One use case of classification that I prepared an exercise for is using classifiers to find insights about different groups of data. After training a classifier you can see which words are most likely to identify one label from another. This is very different from finding the words most representative of each label; naive bayes will give you words that highlight the differences between them. Try this out on the congressional record here.
Classification has a wide variety of use cases in journalism. It can also be used for extracting addresses from strings or even standardizing campaign donors.
After talking about the various tools of the trade, people had many practical concerns about how to actually go about the process of an NLP project. We talked about how wrangling the data is often one of the most time consuming parts, especially when dealing with government data. In addition, we talked about the importance of using a database built for text indexing and searching. When exploring your dataset, you often want to find all documents only pertaining to a certain topic sorted by relevance. This is exactly what such databases can enable you to do. I’ve used Apache Solr and Elasticsearch in the past. If you’re not ready to make the jump to a NoSQL database, Postgresql also has full text search capabilities. Last but not least, we talked about the importance of actually reading and looking through your own data. Changing out one algorithm for another in attempts to improve performance or find different insights can be a futile game; algorithms are a dime a dozen and generally don’t help as much as truly reading and understanding your data to gain subject matter expertise. For example, you may find that you need to come up with your own list of “stop words” for a given dataset in order to fine tune the results.

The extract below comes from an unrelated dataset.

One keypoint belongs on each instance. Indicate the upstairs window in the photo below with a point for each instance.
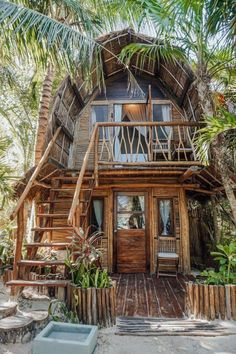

Ask anyone in the field and they’ll have a different answer to the “future of NLP”. Since the 80’s when the beginnings of NLP were first developed people thought of it as the panacea to all of the world’s problems - the single roadblock in the way of achieving the first sentient AI. We talked a bit about some of the amazing technologies we now have in the world of NLP. One recurring example was Narrative Science from our own Northwestern University. Narrative Science developed a natural language generation technology for turning “data into stories”, as their slogan says. Another example we used was IBM Watson, a “cognitive computing system” that’s most popularly known for being the first computer system to beating the jeopardy champions about 3 years ago. Its remarkable technology has the ability to parse unstructured natural language in the form of questions and pull from a huge database of information to answer them in record time. As journalists, NLP based projects, such as our own political framing project, we hope will increasingly help us uncover stories and truths in large text datasets that might otherwise go unnoticed.